Sunday, September 13, 2015

Tanggung Jawab

Jika banyak pepatah bilang, hidup dimulai setelah kita keluar dari zona nyaman, itu betul tidak? Zona nyamanku ada di kampus. Tinggal sebagai mahasiswa arkeologi yang punya mimpi-mimpi untuk berpetualang seperti Indiana Jones. Tapi setelah lulus, apakah aku udah keluar dari zona nyaman itu?

Belum juga. Wong kemudian belum ada setahun lulus aku kembali mendaftarkan diri sekolah. Naik tingkat mencoba menjadi master, tapi masih dengan predikat yang sama seperti sebelumnya, mahasiswa.

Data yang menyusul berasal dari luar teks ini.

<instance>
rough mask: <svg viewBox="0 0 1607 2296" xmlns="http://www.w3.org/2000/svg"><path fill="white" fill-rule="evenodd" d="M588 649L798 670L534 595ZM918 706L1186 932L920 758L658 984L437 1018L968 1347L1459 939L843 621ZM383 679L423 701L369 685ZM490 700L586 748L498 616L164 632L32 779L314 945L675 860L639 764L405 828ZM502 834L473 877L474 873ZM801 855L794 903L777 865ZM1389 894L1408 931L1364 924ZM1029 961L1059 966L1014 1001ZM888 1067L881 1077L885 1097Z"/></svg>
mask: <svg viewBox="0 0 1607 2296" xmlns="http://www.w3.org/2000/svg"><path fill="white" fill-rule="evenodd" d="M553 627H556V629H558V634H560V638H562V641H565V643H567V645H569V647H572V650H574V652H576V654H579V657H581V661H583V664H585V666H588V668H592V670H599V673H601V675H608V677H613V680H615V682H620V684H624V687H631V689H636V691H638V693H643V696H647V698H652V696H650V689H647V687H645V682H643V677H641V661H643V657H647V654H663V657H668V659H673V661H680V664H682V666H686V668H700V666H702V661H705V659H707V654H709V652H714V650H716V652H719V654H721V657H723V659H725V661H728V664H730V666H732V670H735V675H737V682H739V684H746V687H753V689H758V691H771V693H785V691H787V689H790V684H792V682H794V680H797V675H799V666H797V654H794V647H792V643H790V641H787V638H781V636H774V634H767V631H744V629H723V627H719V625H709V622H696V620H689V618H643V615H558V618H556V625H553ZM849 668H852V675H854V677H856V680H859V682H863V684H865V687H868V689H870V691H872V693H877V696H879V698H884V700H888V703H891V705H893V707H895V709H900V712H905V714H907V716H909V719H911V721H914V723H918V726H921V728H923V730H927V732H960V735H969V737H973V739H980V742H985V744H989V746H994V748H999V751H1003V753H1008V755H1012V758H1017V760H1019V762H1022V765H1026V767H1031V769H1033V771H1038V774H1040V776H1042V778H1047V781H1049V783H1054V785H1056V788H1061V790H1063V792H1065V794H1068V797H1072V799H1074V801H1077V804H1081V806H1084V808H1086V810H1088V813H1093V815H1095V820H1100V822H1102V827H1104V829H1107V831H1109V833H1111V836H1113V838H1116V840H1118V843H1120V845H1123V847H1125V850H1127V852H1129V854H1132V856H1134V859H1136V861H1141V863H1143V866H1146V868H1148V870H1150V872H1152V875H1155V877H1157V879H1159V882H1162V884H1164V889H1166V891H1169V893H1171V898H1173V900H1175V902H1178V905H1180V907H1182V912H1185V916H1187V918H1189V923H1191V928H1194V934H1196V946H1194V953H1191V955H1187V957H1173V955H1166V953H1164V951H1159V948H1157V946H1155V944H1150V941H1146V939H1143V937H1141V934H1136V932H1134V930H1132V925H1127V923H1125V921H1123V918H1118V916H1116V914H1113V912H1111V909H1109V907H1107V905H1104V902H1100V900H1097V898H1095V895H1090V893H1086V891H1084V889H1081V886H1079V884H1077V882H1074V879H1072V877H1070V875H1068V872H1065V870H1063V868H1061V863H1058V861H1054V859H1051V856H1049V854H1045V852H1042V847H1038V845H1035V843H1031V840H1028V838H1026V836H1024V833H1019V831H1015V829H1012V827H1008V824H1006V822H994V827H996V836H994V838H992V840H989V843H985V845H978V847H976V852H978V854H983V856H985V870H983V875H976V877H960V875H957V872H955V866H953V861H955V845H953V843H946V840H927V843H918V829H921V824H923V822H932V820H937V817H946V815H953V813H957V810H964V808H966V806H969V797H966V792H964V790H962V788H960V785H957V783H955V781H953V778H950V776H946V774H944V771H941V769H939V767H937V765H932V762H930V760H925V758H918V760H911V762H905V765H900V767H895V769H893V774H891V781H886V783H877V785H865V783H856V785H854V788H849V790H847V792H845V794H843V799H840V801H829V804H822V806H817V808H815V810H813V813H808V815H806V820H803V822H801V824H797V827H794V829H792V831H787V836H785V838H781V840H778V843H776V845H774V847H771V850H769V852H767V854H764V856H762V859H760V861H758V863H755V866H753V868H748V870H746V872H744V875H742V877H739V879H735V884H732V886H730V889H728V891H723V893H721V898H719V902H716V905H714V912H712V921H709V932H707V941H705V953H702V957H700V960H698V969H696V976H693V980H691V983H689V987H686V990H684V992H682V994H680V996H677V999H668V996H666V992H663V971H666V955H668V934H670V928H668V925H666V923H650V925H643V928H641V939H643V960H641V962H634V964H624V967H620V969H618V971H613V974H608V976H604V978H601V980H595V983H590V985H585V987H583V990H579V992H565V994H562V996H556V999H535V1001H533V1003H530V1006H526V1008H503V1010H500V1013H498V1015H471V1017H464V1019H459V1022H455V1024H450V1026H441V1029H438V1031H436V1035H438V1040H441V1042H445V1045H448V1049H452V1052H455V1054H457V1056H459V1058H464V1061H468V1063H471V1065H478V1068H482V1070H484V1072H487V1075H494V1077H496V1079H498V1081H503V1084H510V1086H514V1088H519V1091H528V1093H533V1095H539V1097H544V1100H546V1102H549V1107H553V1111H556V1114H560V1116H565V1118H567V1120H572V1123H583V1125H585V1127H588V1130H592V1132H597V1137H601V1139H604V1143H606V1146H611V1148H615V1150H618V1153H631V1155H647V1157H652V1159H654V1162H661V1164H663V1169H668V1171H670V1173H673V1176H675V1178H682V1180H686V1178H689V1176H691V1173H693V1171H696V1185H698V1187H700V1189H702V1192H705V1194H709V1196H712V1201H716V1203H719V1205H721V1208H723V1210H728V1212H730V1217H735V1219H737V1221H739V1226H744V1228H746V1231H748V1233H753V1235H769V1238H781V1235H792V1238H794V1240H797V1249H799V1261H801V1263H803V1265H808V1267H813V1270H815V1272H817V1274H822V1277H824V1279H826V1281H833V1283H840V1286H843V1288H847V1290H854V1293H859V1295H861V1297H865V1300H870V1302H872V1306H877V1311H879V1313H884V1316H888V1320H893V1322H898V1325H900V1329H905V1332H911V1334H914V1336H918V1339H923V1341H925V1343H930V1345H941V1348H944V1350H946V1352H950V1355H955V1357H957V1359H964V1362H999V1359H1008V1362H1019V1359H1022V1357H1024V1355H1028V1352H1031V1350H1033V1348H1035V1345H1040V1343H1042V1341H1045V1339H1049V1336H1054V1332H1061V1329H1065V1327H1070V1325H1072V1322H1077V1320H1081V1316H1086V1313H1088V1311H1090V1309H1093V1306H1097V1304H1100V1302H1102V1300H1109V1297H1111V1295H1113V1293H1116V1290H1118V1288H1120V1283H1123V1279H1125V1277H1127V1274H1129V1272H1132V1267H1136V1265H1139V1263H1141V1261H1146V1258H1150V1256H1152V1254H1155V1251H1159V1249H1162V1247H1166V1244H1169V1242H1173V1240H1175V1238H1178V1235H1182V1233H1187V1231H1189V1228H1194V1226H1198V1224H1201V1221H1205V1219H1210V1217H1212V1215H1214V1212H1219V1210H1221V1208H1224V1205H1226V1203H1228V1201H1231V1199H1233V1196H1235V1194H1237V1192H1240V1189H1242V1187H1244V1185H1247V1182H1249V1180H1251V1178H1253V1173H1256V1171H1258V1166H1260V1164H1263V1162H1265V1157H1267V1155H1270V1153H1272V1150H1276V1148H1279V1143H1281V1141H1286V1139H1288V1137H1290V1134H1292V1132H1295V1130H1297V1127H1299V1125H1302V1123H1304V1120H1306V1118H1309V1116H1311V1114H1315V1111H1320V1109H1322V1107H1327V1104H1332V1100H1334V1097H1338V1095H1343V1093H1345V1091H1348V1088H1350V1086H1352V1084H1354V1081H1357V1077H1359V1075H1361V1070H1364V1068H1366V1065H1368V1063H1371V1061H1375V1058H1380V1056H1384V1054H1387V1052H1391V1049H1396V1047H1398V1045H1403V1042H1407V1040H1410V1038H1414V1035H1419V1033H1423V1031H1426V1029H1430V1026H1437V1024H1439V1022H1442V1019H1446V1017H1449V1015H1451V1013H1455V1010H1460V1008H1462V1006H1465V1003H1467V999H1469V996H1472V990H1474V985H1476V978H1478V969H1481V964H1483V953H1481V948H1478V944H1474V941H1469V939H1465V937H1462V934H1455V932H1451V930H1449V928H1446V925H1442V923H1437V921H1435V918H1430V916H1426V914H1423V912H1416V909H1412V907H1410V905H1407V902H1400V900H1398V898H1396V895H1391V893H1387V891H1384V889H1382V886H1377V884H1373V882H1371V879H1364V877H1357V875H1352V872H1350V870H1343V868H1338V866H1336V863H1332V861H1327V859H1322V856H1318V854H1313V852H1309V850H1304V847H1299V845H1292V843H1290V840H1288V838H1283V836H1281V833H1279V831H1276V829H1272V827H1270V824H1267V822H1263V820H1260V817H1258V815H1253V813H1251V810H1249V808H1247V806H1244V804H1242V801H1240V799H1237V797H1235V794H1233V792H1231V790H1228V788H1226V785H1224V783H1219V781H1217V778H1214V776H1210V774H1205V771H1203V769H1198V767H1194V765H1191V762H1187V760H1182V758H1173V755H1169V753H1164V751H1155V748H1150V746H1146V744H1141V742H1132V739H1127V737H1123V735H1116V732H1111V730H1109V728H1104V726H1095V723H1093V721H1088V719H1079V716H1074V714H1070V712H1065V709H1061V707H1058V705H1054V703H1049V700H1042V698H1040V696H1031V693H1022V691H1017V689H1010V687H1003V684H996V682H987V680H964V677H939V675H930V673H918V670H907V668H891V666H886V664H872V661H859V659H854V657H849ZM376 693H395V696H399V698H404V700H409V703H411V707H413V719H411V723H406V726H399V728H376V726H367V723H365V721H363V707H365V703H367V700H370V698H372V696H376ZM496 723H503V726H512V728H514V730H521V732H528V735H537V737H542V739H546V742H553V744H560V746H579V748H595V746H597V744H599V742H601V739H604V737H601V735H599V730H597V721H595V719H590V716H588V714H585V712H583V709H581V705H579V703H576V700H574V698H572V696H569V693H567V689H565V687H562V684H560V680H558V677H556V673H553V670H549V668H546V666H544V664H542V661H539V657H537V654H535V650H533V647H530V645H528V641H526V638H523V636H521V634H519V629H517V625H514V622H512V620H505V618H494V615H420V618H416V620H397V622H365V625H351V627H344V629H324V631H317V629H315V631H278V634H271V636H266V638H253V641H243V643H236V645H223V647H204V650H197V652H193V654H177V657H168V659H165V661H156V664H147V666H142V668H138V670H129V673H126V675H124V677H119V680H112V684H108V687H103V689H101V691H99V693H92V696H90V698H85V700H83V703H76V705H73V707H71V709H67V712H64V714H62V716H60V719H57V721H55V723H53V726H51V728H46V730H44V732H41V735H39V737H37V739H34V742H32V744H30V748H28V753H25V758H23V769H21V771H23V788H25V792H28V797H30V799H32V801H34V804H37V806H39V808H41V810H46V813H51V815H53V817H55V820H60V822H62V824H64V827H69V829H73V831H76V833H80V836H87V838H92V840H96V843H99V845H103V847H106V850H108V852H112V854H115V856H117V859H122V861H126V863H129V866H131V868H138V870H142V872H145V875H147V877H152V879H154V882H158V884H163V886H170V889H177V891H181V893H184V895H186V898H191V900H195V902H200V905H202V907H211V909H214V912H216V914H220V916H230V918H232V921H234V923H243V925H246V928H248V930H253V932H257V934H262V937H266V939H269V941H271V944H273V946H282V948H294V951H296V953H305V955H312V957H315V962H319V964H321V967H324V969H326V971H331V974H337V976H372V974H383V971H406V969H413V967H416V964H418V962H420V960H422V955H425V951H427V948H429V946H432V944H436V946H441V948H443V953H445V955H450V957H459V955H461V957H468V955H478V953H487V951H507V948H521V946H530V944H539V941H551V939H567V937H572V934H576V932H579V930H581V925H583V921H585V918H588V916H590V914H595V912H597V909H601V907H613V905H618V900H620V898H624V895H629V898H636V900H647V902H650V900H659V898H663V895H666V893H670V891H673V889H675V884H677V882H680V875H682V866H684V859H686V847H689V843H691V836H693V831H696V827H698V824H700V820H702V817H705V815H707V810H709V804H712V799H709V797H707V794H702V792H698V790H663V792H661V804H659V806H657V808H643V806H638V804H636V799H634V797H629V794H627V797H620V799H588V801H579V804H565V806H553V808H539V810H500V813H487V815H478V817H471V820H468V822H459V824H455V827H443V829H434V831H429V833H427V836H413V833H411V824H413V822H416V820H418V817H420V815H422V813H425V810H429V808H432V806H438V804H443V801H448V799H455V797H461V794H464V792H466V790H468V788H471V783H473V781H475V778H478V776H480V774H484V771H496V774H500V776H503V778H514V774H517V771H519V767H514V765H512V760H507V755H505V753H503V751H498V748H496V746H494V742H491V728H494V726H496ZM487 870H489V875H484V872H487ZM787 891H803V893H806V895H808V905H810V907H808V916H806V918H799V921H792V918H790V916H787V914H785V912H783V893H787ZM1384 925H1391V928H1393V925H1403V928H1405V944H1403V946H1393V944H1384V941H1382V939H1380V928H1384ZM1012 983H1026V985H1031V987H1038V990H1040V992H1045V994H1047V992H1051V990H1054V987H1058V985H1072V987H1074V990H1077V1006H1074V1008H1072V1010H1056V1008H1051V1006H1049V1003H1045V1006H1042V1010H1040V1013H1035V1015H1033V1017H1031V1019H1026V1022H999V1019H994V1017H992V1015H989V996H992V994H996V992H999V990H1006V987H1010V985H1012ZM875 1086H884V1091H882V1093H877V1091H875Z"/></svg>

Berarti, aku masih saja di zona nyaman. Apakah ini berarti aku tidak keluar sama sekali?
Belakangan ini, di kepala selalu kepikiran. Dengan titel sarjana sastra tapi bukan menulis sama sekali keahliannya, melainkan tukang gali tanah.

Ada ketakutan, ada ketidak puasan. Ada rasa ngeri membayangkan. Apalagi semakin sering berinteraksi dengan banyak orang dan mengerjakan berbagai pekerjaan, rasanya titel arkeolog itu seperti mimpi saja.

Aku ingin jadi arkeolog sejati. Tapi, tetap harus kembali ke realita berkutat dengan administrasi dan birokrasi yang membuat kita sulit untuk bergerak. Mau ini itu. Mimpi ini itu. Semua ada batasannya. Seperti zona nyaman itu tadi. Sebuah zona, ya, pasti ada batasnya. Nyaman pun pasti terbatas. Hidup susah pun harus ditinggalkan karena manusia bergerak terus.

Life isn't pretty, though. Banyak hal yang mengecewakan. Berharap itu tidak boleh. Bermimpi mungkin sekarang lebih banyak yang dikuburkan daripada yang diusahakan. Entah mengapa, aku dan teman-teman lain jadi generasi pesimis. Seolah menyandang titel dan bekerja sebagai arkeolog itu hanya akan jadi jalan buntu tanpa arah, tanpa uang, tanpa masa depan.

Apa betul seperti itu?

Kalo gitu, jika aku memulai menata ulang impianku tentang menjadi arkeolog--tidak terlambat bukan? Aku ingin sukses jadi arkeolog, untuk bertanggung jawab pada pilihan pertama dalam hidupku yang kutentukan sendiri. Tanpa campur tangan orang tua. Tanpa campur tangan orang lain. Ketika aku memilih jurusan arkeologi sebagai pilihan pertamaku di universitas, maka itulah tanggung jawab yang harus kubuktikan kepada ibuku, ayah, dan kakak-kakakku. Hidupku bisa bahagia dengan pilihan yang kuambil.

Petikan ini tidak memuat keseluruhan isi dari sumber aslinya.